Any kid from her comprehensive school knew how to steal a car. It was the talk in the canteen at lunch, and in the grounds in midmorning break, and on the bus going home. She had listened in disgust, years before, as boys, girls, had talked through the theory of how to do it, and she had remembered what she had heard. She was a thief, had broken the rule of the Faith as it had been taught her, and she did not care. In the parking area beside the small railway station where the London commuters left their cars for the day, she had felt a raw excitement and it had been so easy. The hairpin into the lock of the blue Fiat 127 because all the kids always said that the small Fiat was the simplest to take and the stripping of the covering, the marrying up of the ignition wires. She was a thief; a few seconds' work with a hairpin and she was no longer the virtuous Farida Yasmin who could recite the Pillars of the Faith, pages of the Koran, and had once been the favoured pupil of Sheik Amir Muhammad. She had not felt shame, only excitement.
She watched him, watched his fingers on the bird, watched the rifle lying half out of the sausage bag on the far side of him, and the excitement was a toxin in her bloodstream. It was now a part of her.
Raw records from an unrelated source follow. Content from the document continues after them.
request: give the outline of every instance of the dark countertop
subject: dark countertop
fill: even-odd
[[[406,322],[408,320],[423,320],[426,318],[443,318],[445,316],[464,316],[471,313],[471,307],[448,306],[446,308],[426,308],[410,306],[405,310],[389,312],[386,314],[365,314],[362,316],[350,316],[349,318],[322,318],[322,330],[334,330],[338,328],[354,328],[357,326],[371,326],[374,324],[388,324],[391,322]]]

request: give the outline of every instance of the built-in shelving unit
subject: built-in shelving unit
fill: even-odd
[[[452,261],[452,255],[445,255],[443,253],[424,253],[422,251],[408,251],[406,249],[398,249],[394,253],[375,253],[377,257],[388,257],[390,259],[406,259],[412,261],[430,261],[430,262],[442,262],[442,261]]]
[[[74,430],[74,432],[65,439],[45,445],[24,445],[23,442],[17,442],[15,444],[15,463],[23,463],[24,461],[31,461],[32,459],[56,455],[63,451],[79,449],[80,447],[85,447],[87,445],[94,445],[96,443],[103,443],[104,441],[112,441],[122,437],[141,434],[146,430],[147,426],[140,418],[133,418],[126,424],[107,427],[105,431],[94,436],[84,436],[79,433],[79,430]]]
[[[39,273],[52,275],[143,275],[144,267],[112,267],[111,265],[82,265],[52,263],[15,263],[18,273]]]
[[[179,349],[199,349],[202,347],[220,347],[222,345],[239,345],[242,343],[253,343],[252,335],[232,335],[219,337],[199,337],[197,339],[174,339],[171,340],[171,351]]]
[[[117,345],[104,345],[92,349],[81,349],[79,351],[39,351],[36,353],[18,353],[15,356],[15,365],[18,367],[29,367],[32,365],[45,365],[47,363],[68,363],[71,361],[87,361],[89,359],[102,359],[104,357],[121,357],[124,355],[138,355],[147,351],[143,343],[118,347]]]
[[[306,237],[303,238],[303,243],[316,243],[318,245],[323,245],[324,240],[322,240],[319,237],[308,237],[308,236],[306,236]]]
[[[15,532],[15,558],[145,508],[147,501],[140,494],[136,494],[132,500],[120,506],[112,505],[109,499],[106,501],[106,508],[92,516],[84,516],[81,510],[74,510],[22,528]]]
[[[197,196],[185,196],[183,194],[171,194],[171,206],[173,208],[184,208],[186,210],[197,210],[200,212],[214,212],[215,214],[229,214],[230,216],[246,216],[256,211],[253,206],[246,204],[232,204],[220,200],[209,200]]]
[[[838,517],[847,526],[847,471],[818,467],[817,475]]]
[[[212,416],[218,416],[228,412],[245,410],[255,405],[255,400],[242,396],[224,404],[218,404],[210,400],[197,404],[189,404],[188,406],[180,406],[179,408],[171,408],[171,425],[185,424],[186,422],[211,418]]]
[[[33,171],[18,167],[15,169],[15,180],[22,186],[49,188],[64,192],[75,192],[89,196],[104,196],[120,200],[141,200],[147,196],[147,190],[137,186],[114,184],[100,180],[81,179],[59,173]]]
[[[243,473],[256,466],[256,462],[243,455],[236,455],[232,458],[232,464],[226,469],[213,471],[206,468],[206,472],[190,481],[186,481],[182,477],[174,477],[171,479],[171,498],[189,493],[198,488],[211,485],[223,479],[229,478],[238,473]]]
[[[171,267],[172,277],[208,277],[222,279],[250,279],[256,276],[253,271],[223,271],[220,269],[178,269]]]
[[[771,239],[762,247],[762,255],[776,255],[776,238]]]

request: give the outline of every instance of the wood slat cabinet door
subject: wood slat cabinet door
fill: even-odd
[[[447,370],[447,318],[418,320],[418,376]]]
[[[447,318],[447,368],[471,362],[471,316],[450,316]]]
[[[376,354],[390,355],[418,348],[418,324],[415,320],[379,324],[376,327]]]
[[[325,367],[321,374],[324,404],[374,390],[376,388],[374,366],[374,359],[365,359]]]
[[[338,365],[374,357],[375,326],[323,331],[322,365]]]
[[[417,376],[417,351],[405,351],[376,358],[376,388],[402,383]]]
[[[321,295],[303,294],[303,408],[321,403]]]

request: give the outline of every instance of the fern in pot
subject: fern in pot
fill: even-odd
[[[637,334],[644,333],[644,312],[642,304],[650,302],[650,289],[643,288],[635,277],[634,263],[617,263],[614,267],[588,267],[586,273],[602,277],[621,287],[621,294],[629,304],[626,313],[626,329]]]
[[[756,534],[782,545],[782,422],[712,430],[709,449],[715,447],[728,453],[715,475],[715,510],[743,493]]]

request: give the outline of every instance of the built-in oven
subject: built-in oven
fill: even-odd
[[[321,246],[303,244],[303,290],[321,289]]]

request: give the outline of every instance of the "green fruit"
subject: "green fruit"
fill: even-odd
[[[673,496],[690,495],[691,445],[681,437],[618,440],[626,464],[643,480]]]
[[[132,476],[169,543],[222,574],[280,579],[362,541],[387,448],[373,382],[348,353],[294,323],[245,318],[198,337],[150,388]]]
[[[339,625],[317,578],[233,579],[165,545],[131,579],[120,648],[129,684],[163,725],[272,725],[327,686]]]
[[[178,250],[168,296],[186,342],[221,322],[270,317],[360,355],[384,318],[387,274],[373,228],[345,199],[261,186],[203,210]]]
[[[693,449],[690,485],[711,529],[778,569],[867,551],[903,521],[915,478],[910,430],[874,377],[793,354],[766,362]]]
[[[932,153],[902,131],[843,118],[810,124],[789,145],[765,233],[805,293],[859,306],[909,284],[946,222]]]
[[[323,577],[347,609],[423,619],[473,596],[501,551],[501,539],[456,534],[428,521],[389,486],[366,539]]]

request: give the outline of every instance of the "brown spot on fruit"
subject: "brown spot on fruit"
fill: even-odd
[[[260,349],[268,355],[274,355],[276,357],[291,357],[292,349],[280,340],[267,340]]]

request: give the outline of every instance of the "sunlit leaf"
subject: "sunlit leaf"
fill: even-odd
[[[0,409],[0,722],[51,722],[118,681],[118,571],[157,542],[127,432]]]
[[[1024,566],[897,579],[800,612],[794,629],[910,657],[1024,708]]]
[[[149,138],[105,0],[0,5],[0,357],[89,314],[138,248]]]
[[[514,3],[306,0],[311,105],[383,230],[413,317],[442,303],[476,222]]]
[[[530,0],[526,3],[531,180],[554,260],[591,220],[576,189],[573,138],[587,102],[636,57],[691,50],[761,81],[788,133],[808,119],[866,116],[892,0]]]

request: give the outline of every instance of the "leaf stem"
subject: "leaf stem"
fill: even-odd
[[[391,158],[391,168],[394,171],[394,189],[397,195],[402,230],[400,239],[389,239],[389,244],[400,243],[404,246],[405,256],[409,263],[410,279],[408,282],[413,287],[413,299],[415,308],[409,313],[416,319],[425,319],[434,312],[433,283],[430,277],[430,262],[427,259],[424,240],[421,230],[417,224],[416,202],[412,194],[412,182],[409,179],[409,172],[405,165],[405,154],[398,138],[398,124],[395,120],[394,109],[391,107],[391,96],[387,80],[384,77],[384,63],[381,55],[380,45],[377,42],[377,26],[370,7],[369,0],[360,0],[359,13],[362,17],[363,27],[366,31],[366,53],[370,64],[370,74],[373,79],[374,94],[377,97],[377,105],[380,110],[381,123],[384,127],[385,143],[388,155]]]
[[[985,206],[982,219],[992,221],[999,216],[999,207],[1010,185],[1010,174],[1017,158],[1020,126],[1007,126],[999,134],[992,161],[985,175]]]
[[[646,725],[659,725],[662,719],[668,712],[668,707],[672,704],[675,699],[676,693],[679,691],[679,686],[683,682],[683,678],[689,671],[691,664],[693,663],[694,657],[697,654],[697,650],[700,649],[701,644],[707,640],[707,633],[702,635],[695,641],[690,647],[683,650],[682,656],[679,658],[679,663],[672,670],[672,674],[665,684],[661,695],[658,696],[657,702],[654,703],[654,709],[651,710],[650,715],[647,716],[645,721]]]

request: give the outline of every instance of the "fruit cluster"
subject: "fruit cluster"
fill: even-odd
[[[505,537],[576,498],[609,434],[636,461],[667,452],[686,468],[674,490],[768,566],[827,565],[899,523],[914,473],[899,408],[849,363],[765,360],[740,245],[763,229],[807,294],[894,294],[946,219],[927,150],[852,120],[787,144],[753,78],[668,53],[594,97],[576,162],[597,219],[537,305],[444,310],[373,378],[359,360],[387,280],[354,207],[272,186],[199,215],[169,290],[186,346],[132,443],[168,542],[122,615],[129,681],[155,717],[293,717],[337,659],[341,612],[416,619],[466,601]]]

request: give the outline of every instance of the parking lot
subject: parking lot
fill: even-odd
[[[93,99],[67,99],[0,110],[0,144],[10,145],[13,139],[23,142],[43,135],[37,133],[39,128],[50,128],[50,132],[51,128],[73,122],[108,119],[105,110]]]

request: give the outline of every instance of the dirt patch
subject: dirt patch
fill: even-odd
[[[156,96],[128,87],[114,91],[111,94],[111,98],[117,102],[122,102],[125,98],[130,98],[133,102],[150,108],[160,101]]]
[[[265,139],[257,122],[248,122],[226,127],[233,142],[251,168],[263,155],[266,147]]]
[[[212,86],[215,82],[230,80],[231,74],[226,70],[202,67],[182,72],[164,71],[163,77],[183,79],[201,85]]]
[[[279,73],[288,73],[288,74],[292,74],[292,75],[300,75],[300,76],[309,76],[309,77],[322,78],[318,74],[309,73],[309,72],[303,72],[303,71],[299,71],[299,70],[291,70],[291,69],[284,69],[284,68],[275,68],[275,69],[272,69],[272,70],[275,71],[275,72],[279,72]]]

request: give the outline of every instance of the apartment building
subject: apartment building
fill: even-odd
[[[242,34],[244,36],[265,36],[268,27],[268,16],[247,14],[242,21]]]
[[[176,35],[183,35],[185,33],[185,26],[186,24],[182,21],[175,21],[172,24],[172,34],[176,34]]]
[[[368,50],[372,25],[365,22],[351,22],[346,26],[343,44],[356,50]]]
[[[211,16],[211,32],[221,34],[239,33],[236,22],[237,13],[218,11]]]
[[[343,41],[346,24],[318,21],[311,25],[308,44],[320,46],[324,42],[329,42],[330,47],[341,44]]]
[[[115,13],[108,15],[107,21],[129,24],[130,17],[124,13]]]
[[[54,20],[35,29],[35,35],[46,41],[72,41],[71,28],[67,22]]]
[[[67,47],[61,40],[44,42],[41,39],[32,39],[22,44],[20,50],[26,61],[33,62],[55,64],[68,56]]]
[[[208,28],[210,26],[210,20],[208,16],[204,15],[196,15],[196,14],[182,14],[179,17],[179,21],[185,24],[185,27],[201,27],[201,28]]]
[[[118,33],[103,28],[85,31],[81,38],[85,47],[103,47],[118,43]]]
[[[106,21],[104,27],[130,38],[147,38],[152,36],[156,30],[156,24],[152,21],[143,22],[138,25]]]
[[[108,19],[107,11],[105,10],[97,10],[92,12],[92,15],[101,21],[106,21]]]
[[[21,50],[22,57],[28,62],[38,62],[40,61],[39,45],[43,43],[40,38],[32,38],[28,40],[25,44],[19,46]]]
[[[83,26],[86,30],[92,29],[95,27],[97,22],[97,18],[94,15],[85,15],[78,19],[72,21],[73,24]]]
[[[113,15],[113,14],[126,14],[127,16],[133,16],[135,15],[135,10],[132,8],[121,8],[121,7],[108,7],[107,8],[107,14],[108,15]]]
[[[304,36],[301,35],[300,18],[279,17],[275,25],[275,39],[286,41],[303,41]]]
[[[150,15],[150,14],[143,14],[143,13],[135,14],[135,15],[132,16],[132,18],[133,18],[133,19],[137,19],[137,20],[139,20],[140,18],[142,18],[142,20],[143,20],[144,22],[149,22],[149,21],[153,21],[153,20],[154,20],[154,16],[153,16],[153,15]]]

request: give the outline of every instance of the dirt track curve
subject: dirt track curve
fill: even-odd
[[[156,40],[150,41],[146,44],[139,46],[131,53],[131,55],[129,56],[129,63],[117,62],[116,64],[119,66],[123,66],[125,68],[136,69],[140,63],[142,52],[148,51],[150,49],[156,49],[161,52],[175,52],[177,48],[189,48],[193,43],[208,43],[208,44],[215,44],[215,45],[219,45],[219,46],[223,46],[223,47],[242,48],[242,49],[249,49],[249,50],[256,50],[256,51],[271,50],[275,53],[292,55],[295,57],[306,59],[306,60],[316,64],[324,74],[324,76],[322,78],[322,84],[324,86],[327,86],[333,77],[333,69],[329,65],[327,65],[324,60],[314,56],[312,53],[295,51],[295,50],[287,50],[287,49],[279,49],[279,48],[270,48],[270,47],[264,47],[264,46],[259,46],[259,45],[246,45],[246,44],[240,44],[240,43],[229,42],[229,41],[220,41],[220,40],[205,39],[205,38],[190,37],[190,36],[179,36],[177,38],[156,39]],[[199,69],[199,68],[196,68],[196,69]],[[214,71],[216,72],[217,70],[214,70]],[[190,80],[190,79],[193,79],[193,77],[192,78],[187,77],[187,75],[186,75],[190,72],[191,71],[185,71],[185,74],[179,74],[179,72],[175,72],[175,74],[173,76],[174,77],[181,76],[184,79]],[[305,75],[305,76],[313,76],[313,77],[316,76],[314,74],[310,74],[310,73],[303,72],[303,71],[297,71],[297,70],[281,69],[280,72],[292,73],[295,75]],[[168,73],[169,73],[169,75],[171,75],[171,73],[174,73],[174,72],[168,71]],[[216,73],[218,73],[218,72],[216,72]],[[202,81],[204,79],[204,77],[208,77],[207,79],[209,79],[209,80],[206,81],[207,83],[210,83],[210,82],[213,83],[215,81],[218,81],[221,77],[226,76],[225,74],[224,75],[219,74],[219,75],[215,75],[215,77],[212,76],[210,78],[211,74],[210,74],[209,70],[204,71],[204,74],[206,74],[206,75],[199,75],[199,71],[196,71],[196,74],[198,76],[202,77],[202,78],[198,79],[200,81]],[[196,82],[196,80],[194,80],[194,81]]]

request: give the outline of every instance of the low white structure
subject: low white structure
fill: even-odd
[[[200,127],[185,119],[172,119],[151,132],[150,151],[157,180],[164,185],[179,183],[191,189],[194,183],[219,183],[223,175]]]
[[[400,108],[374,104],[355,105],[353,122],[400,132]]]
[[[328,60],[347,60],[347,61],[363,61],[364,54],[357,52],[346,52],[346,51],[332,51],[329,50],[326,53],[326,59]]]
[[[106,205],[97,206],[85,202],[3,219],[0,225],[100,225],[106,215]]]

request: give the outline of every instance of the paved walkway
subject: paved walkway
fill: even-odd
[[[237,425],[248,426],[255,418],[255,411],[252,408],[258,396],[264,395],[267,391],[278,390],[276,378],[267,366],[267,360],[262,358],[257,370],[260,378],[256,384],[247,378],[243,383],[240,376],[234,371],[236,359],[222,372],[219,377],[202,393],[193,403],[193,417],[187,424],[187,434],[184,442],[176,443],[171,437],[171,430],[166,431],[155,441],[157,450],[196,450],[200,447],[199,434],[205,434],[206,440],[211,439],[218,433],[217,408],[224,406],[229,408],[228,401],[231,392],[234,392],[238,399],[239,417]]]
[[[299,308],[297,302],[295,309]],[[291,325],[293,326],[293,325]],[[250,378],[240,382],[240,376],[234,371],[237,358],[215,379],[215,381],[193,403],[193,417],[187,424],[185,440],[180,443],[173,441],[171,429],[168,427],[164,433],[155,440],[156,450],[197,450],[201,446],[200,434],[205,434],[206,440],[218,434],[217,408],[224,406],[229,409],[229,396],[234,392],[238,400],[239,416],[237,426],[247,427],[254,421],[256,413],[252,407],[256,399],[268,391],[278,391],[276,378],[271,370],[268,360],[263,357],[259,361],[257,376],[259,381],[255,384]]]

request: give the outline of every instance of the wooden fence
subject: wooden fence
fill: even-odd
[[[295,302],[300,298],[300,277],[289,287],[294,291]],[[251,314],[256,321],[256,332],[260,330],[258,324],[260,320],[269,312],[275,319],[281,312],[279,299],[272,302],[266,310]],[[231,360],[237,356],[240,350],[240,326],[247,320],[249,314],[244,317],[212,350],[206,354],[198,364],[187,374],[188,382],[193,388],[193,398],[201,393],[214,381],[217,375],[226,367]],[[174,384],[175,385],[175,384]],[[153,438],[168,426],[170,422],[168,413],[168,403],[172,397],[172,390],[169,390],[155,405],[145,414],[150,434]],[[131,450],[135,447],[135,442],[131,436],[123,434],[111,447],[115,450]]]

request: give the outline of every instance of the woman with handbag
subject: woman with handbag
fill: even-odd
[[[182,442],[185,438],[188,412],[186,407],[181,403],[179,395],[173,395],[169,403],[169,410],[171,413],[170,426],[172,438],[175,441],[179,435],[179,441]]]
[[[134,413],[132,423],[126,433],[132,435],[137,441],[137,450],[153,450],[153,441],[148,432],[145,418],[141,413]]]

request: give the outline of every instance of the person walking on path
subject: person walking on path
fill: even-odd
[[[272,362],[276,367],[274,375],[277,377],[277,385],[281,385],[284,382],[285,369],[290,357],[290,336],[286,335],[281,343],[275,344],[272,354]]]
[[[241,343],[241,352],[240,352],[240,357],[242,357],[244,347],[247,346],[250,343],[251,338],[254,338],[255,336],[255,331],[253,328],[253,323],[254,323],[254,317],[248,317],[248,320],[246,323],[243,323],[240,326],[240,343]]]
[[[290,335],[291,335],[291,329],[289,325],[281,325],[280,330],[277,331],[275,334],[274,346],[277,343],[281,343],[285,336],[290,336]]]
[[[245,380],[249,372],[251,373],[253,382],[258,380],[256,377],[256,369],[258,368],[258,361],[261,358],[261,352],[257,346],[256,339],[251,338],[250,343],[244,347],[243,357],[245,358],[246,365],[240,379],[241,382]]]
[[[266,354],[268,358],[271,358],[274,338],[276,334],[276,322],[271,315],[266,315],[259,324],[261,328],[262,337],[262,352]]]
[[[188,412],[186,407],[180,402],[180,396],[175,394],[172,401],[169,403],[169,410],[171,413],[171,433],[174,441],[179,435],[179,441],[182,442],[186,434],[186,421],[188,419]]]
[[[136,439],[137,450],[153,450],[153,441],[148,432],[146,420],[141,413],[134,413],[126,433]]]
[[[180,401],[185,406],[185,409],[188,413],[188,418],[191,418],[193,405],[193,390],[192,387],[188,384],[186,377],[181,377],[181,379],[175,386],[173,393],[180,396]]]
She recognized that it had nothing to do with the Islamic faith to which she had dutifully converted.
For all her teenage and adult life, Gladys Eva Jones had craved to be noticed, to be valued. He had listened thoughtfully when she'd told him that the police had been to her workplace, and had nodded his quiet appreciation when she had described the theft of the car. She sat and watched him, the bird and the gun. She knew what he planned to do that night, had even seen the man he would kill and could remember each feature of that man's face. The excitement the knowledge engendered in her was a liberation. At last, Gladys Eva Jones was a person of importance. The sensation was as fresh as morning frost to her, compared to the dull tedium of her parents' home, and the shunned, shut-out existence at the university. Her hand hovered over the hair at the back of his head. She thought of the empty boredom of Theft Section at the insurance company, and she stroked the hair on his head with the same gentleness as he caressed the feathers of the bird.